Reflections on Murder in the Cathedral
We attended San Diego Opera’s presentation of Ildebrando Pizzetti’s Murder in the Cathedral (It. Assassinio nella cattedrale) Saturday night, March 30, 2013, at the San Diego Civic Theater. General Director Ian Campbell has long wanted to stage this work ever since he bowed to the wishes of his opera board in 1970’s South Australia, who thought it was too modern. After having attended, I can now see why he was impressed by this work.
First fully staged at La Scala in 1958, this brief (less that two hours including intermission) opera closely follows the T.S. Eliot play in depicting the internal struggle faced by Archbishop of Canterbury Thomas Becket in 1170 as he contemplates his approaching murder by knights sent by King Henry II of England. And, of course, the opera shows the murder itself, the knights rationalizing their actions and ends with a glorious choral scene in which Becket is declared a saint by the assembled men’s, women’s and children’s choruses.

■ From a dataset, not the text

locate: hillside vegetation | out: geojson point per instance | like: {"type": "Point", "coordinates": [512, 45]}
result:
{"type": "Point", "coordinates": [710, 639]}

Of course, as a kind of one-man show, Murder in the Cathedral needs a first rate singing actor to portray Becket, and Italian basso Ferruccio Furlanetto easily fulfilled this requirement handling the difficult declamatory vocal line with ease and turning himself into the at first anguished, but later resolute, Becket. He dominated the stage. At the same time, for a one-man show there are a remarkable number of supporting characters from the Tempters/Knights, to the three priests, to the Herald and the two solo female “choruses.” Each of these roles is short, but important, and Ian Campbell, who also directed, made sure they were well cast so that there were no weak spots in the performance. If we add the stunning set depicting Canterbury Cathedral, I cannot imagine a better staging of this opera.
As for the work itself, I think it is underrated, even by our local critic, who referred to as a “second-rate work by a second rate Italian composer.” I will admit that with its declamatory style and almost complete lack of arias, it can be considered a “difficult” work, but because of that I took the time to prepare by reading the play, attending lectures and watching a DVD of performance set in the Cathedral of Bari Italy. I think the preparation paid off, because I familiarized myself with the dark rhythmic orchestral music, the beautiful choral music and the moving scenes with the two solo female choruses, especially the aria for the “First Chorus” in the last act. And, as mentioned before, the chorus that ended the opera just blew me away.
An additional treat was that the often-cut scene after the slaying of Becket, in which the knights speak directly to the audience attempting to justify their actions, was included. I enjoyed this scene, not for the music, but for the dialog, which reminded me of the ability of the human mind to rationalize even the most horrendous acts.
There are two performances left of Murder in the Cathedral-Friday, April 5, and a matinee on Sunday, April 7. Gentle reader, I recommend that you attend. Even if you do not like the music, you will love Furlanetto’s performance, and if you like neither, it is only two hours long.